2. Genesis (genesis)

How was this variable produced? (Not applicable for non_measured)

Value Description
measured Directly measured by an instrument
calculated Derived from other variables (e.g., CO₂ from pH + DIC)

3. Sampling (sampling)

How were measurements collected? (Only for measured genesis)

Value Description
discrete Bottle samples, grab samples
continuous Autonomous sensors, underway systems

Selection → Schema Class Mapping

variable_type genesis sampling Schema Class
pH measured discrete DiscretePHVariable
pH measured continuous ContinuousPHVariable
ta measured discrete DiscreteTAVariable
ta measured continuous ContinuousTAVariable
dic measured discrete DiscreteDICVariable
dic measured continuous ContinuousDICVariable
co2 measured discrete DiscreteCO2Variable
co2 measured continuous ContinuousCO2Variable
sediment measured discrete DiscreteSedimentVariable
sediment measured continuous ContinuousSedimentVariable
hplc measured discrete HPLCVariable
physiological measured discrete DiscretePhysiologicalVariable
physiological measured continuous ContinuousPhysiologicalVariable
socioeconomic measured SocioeconomicVariable
other measured discrete DiscreteMeasuredVariable
other measured continuous ContinuousMeasuredVariable
Any except non_measured calculated CalculatedVariable
non_measured NonMeasuredVariable

What Each Level Adds

All Variables

Every variable has these basic fields:

  • schema_class — identifies which class this variable is (auto-set)
  • variable_type — the high-level classification
  • dataset_variable_name — column header name in the data file
  • long_name — full descriptive name
  • standard_identifier — reference to a community vocabulary (e.g., NERC P01)
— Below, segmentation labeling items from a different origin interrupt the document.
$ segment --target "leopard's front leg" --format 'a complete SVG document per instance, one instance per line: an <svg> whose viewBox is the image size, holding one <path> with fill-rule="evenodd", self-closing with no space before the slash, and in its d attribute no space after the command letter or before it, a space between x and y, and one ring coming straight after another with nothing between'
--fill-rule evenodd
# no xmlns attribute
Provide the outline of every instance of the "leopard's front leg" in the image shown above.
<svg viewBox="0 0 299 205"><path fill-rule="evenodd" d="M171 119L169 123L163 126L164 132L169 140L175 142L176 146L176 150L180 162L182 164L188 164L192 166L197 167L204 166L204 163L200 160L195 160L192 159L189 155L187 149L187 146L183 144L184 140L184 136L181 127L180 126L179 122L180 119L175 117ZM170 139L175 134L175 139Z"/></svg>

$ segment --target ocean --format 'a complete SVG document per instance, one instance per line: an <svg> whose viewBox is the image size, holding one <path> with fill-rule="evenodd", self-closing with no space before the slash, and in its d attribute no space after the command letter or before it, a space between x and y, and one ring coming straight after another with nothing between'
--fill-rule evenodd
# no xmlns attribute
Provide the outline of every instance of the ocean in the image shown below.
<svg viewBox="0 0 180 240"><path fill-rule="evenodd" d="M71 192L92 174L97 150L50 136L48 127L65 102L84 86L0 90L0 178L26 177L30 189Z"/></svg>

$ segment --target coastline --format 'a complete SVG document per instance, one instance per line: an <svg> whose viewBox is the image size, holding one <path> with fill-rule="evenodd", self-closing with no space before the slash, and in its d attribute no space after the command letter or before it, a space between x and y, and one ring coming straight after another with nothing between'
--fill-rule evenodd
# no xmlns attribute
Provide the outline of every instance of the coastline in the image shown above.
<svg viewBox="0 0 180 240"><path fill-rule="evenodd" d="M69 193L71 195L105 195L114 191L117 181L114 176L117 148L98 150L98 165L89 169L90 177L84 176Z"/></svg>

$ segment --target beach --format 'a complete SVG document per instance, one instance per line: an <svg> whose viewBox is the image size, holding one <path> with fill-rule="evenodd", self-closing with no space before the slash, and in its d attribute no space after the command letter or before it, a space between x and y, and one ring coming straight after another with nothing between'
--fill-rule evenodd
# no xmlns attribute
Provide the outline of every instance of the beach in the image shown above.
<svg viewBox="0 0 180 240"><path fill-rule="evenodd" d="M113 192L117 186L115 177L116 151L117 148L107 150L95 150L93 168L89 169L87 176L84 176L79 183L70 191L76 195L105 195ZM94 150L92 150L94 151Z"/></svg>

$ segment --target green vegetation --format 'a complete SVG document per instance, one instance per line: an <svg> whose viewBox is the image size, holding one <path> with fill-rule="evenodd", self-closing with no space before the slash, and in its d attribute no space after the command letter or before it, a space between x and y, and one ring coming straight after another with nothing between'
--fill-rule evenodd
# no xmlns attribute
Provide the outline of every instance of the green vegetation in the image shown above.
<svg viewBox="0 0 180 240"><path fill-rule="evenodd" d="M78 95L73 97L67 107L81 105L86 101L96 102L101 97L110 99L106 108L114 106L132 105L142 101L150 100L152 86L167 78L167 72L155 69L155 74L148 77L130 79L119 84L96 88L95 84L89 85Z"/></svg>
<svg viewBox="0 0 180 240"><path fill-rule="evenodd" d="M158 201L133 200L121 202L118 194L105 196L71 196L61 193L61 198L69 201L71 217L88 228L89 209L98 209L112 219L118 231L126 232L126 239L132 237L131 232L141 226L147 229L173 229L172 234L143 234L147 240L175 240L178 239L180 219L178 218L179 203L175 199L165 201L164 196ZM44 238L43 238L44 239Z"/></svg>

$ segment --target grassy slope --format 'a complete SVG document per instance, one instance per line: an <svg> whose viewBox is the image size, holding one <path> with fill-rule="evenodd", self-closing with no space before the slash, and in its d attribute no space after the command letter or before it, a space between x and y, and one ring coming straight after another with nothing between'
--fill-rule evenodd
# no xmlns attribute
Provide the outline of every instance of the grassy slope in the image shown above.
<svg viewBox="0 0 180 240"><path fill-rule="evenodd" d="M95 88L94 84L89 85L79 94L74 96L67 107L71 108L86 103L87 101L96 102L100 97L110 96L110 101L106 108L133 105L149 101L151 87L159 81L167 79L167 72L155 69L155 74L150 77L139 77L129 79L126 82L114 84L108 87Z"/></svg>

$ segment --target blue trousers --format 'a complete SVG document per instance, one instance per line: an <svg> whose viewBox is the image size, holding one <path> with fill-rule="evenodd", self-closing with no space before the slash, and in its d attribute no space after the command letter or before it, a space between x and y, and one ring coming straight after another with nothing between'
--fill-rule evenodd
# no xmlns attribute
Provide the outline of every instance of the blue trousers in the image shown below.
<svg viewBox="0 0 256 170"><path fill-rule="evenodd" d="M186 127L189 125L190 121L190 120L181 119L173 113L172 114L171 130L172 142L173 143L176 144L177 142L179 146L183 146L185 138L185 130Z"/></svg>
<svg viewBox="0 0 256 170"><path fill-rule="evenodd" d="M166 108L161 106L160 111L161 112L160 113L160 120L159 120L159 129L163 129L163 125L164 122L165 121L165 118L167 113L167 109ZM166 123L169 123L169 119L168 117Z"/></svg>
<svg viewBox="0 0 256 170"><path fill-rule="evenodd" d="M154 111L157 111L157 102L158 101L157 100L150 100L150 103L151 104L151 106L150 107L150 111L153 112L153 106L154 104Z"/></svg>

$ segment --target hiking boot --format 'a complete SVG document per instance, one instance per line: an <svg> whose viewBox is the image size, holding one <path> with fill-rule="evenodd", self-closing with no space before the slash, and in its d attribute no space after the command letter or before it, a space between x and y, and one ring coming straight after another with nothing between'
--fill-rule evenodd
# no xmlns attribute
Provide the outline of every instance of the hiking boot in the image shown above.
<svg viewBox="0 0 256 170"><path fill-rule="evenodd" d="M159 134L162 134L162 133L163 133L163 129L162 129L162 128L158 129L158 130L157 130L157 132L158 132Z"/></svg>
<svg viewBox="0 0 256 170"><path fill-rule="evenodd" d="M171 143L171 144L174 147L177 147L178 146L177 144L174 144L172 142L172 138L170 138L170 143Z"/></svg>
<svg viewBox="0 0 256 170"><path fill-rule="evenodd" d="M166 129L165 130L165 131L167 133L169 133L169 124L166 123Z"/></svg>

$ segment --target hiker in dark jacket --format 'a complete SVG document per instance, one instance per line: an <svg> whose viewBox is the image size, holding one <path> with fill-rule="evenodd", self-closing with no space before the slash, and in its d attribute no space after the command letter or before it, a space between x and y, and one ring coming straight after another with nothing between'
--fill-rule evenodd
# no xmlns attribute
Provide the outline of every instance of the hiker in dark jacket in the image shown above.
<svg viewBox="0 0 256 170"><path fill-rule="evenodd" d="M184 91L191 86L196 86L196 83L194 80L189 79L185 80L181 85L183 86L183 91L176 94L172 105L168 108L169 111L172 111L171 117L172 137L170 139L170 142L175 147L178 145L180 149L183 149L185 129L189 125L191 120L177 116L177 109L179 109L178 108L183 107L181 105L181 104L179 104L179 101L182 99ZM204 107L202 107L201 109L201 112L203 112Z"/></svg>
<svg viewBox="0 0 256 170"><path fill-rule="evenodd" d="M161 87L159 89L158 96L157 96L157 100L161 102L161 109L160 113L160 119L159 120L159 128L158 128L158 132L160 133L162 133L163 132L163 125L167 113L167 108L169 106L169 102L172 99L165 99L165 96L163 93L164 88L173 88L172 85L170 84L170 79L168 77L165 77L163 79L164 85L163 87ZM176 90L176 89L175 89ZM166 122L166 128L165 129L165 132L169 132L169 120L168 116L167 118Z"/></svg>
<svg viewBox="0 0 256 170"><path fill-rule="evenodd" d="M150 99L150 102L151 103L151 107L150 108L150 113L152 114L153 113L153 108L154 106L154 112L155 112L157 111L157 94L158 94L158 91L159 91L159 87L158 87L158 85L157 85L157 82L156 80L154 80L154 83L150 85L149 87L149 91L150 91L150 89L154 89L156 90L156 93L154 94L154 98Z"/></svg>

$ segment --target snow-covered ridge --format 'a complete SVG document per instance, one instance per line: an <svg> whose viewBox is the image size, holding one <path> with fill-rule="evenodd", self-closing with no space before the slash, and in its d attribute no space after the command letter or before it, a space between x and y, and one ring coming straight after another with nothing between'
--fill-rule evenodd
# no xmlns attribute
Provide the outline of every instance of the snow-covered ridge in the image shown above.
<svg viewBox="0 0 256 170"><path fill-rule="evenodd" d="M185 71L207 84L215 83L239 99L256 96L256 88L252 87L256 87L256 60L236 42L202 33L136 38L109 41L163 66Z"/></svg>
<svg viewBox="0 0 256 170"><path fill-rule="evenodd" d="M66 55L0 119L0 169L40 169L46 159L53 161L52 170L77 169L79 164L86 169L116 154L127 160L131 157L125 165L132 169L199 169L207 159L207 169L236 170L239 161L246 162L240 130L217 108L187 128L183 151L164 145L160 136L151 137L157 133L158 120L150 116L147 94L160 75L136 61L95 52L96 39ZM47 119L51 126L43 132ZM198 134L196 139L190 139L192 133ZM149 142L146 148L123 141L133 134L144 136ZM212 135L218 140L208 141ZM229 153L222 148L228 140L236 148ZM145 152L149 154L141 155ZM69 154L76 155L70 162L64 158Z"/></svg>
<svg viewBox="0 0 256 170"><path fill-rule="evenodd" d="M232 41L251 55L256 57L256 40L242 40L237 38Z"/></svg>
InSituVariable (measured or calculated)

Adds project-acquired data fields:

  • units (required)
  • genesis — measured or calculated
  • method_reference — citation for the method used
  • measurement_researcher — the individual who measured/derived this parameter

MeasuredVariable

Adds instrument and sampling fields:

  • sampling_method, analyzing_method — how samples were collected and analyzed
  • sampling, observation_type — discrete/continuous, profile/underway/etc.
  • analyzing_instrument — instrument details with calibration
  • QC fields: uncertainty, qc_steps_taken, missing_value_indicators

CalculatedVariable

Adds calculation provenance:

  • calculation_method_and_parameters — software, input variables, constants used

Type-Specific Fields (Traits / Mixins)

Many measured variables (either discrete or continuous) inherit additional fields based on their variable_type that are always present whether the specific variable is discrete or continuous. In these instances, we use LinkML's mixin feature to allow for trait-like composability of these fields into both the corresponding DiscreteVariable and ContinuousVariable classes for that variable_type.

Variable Type Mixin
pH MeasuredPHFields
ta MeasuredTAFields
dic MeasuredDICFields
co2 MeasuredCO2Fields
sediment MeasuredSedimentFields
physiological MeasuredPhysiologicalFields
other

Leaf classes (e.g., DiscretePHVariable, DiscreteTAVariable) may add further type-specific fields as well. For a comprehensive list of all required and optional fields please refer to the individual class pages linked in the mapping table above.